The AI era has also brought new constraints that Selinger et al. could not have anticipated, such as GPU memory pressure and token budgeting. Modern RAG systems must plan not just the retrieval but also the LLM’s context window usage. For example, LlamaIndex’s query planner uses a cost model to decide whether to truncate retrieved chunks, reorder them, or fetch additional context-all while minimizing token usage. This is a direct extension of the optimizer’s role in System R, where the goal was to minimize intermediate result sizes before joins or aggregation. The continuity is striking: an algorithm designed for 1970s hardware now schedules AI workloads on A100 GPUs, with only the cost parameters updated to reflect FLOPs and memory bandwidth.
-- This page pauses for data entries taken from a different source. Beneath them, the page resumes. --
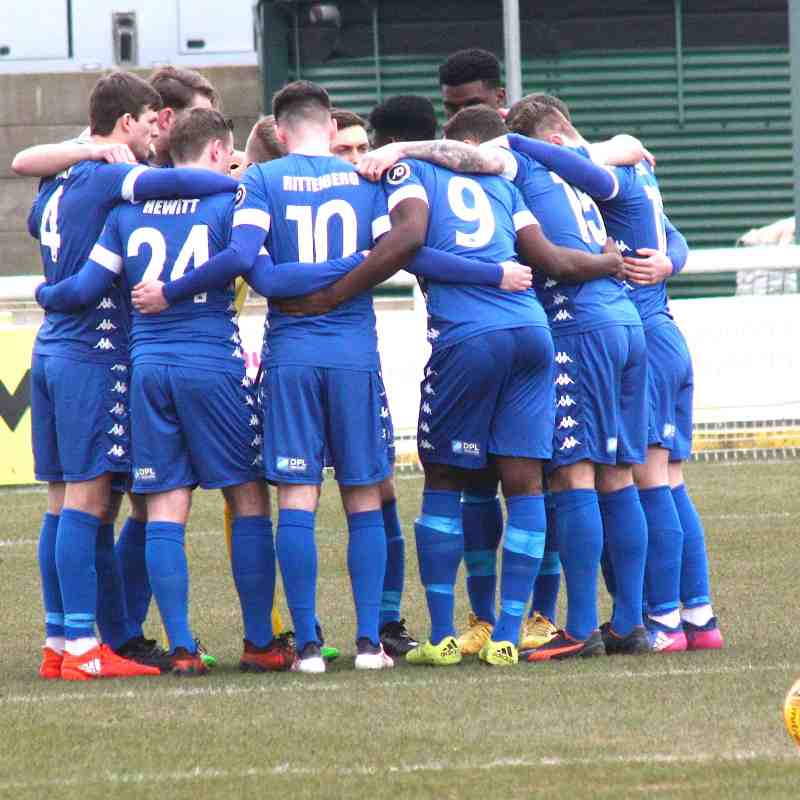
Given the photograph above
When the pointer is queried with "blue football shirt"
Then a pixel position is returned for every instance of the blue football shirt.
(67, 216)
(314, 208)
(476, 216)
(162, 240)
(570, 218)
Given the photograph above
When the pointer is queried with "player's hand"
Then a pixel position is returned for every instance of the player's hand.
(654, 268)
(516, 277)
(376, 162)
(148, 298)
(309, 305)
(112, 153)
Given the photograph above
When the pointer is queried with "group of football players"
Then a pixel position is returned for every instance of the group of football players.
(557, 375)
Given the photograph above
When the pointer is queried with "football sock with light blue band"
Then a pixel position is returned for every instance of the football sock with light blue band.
(548, 581)
(625, 529)
(253, 567)
(440, 546)
(366, 563)
(393, 580)
(662, 576)
(579, 529)
(523, 548)
(76, 543)
(482, 519)
(695, 585)
(112, 610)
(130, 550)
(169, 576)
(51, 590)
(296, 548)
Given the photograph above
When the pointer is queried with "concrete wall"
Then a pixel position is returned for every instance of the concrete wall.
(36, 109)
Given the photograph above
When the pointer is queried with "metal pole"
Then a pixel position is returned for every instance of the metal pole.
(513, 57)
(794, 48)
(679, 59)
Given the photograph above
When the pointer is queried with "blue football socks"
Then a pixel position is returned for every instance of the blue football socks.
(366, 562)
(112, 610)
(393, 580)
(625, 529)
(76, 544)
(523, 548)
(579, 529)
(253, 567)
(662, 576)
(51, 590)
(482, 519)
(130, 550)
(440, 546)
(548, 581)
(297, 555)
(695, 585)
(169, 577)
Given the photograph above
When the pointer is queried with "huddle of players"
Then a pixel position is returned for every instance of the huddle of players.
(488, 398)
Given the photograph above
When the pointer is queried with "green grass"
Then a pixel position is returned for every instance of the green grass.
(686, 725)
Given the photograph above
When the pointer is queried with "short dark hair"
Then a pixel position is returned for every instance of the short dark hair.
(178, 87)
(118, 94)
(549, 100)
(466, 66)
(537, 120)
(480, 123)
(301, 100)
(263, 144)
(194, 130)
(404, 118)
(347, 119)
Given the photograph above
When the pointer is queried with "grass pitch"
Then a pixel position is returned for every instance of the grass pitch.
(694, 724)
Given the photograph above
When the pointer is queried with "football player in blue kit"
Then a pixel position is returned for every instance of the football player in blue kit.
(677, 567)
(600, 356)
(81, 381)
(487, 393)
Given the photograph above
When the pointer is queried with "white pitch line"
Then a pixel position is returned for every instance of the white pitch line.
(522, 675)
(199, 773)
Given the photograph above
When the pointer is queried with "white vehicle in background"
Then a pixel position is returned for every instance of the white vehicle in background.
(74, 35)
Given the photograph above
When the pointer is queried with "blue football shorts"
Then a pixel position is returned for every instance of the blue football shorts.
(490, 394)
(601, 397)
(324, 416)
(79, 418)
(670, 388)
(193, 426)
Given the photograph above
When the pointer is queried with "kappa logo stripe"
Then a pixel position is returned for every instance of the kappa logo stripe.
(13, 406)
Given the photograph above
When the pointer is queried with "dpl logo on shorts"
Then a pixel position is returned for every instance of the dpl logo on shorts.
(287, 464)
(466, 448)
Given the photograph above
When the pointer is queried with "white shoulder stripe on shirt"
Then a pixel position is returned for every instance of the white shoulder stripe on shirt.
(251, 216)
(129, 184)
(105, 258)
(414, 191)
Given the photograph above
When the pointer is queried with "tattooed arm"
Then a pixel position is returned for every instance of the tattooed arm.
(457, 156)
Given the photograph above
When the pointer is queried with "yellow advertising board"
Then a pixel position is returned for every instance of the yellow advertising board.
(16, 455)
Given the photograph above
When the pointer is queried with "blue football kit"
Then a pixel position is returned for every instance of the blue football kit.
(487, 387)
(600, 352)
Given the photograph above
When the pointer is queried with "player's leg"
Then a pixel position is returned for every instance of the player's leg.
(359, 449)
(395, 637)
(521, 437)
(482, 517)
(699, 621)
(576, 507)
(130, 550)
(294, 445)
(621, 361)
(163, 473)
(47, 467)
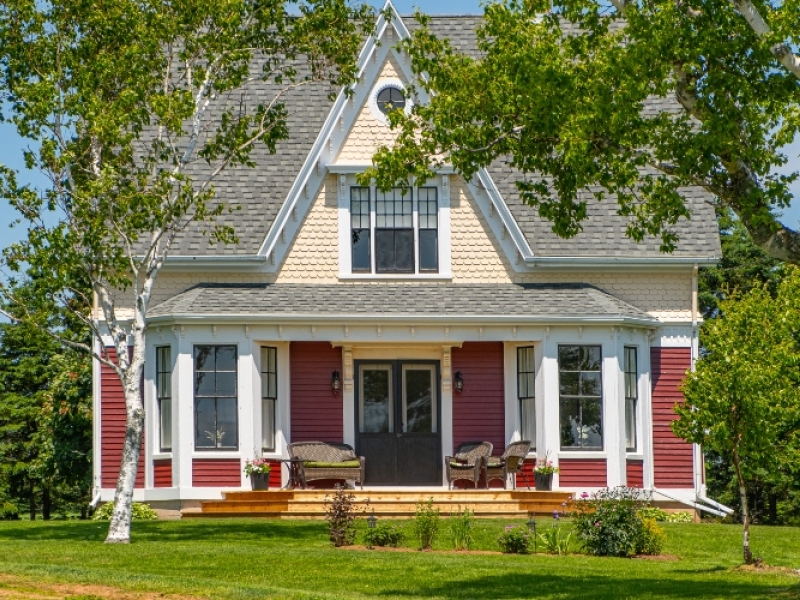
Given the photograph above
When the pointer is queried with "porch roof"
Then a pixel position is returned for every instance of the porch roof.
(545, 303)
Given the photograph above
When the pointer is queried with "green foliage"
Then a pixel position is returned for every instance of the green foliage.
(340, 512)
(426, 524)
(515, 539)
(608, 521)
(384, 535)
(461, 526)
(139, 512)
(651, 537)
(565, 109)
(555, 540)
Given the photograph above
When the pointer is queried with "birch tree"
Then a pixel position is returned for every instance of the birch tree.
(136, 107)
(743, 399)
(571, 94)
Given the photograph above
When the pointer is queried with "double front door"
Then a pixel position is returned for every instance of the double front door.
(397, 422)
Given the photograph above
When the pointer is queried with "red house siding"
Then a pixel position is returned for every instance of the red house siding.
(216, 472)
(479, 410)
(673, 459)
(578, 472)
(112, 428)
(162, 472)
(635, 473)
(316, 411)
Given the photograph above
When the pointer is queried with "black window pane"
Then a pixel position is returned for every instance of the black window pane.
(361, 259)
(428, 250)
(226, 358)
(404, 250)
(206, 423)
(226, 384)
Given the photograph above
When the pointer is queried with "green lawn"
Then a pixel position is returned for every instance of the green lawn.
(246, 558)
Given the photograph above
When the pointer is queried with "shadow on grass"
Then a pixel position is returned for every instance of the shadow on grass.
(222, 531)
(593, 587)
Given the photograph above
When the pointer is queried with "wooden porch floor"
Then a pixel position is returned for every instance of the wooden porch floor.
(310, 504)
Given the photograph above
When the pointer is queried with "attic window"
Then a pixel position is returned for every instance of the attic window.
(391, 98)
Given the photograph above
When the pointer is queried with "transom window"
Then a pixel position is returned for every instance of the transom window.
(398, 233)
(391, 98)
(580, 397)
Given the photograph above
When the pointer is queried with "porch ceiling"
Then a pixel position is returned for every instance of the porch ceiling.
(543, 303)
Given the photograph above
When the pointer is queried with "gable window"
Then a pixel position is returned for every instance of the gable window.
(580, 397)
(164, 397)
(215, 398)
(526, 382)
(398, 233)
(269, 396)
(631, 396)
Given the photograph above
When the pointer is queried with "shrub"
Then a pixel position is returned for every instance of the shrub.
(8, 511)
(554, 540)
(383, 535)
(651, 538)
(461, 524)
(515, 539)
(426, 523)
(340, 513)
(139, 512)
(608, 523)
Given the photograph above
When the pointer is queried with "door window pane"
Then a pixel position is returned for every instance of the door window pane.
(376, 406)
(580, 401)
(419, 403)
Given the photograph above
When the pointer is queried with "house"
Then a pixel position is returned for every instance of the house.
(406, 324)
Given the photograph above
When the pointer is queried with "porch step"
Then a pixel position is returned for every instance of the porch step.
(385, 503)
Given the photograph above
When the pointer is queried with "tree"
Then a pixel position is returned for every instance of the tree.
(137, 108)
(45, 411)
(743, 399)
(568, 97)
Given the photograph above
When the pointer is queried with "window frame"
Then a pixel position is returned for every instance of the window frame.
(582, 398)
(266, 398)
(632, 419)
(217, 447)
(160, 398)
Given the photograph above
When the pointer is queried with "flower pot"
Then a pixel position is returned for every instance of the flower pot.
(259, 481)
(544, 482)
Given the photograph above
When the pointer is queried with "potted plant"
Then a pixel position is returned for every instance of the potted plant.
(258, 470)
(543, 474)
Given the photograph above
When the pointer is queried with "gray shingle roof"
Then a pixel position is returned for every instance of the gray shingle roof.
(261, 191)
(354, 300)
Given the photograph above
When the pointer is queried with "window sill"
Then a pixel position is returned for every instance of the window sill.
(395, 277)
(567, 454)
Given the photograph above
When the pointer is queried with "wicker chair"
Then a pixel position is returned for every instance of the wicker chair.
(510, 463)
(326, 460)
(467, 462)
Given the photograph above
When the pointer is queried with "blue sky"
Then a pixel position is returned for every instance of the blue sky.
(11, 146)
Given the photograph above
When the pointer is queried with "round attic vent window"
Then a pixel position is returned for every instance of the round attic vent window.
(391, 98)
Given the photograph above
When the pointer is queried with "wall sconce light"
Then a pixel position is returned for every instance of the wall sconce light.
(459, 382)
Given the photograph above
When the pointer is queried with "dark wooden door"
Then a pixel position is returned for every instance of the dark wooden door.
(397, 422)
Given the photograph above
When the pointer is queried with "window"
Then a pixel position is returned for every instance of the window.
(269, 396)
(631, 396)
(580, 397)
(403, 238)
(391, 98)
(215, 398)
(525, 392)
(164, 397)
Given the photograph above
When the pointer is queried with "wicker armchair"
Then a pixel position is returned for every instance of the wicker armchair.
(326, 460)
(500, 467)
(467, 462)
Another critical AI-era challenge is real-time embeddings serving. Systems like Milvus or Qdrant must choose between on-the-fly embedding generation and precomputed vector search, often under strict latency budgets. The planner here is a cost-based optimizer that weighs the latency of calling a remote embedding model against the I/O cost of reading precomputed vectors. This mirrors System R’s original problem of choosing between an index scan and a sequential scan, but now the “index” is a GPU-accelerated model and the “scan” is a network call. The same dominance rules apply: if the model’s latency exceeds the I/O cost of a cache hit, the planner selects the precomputed path.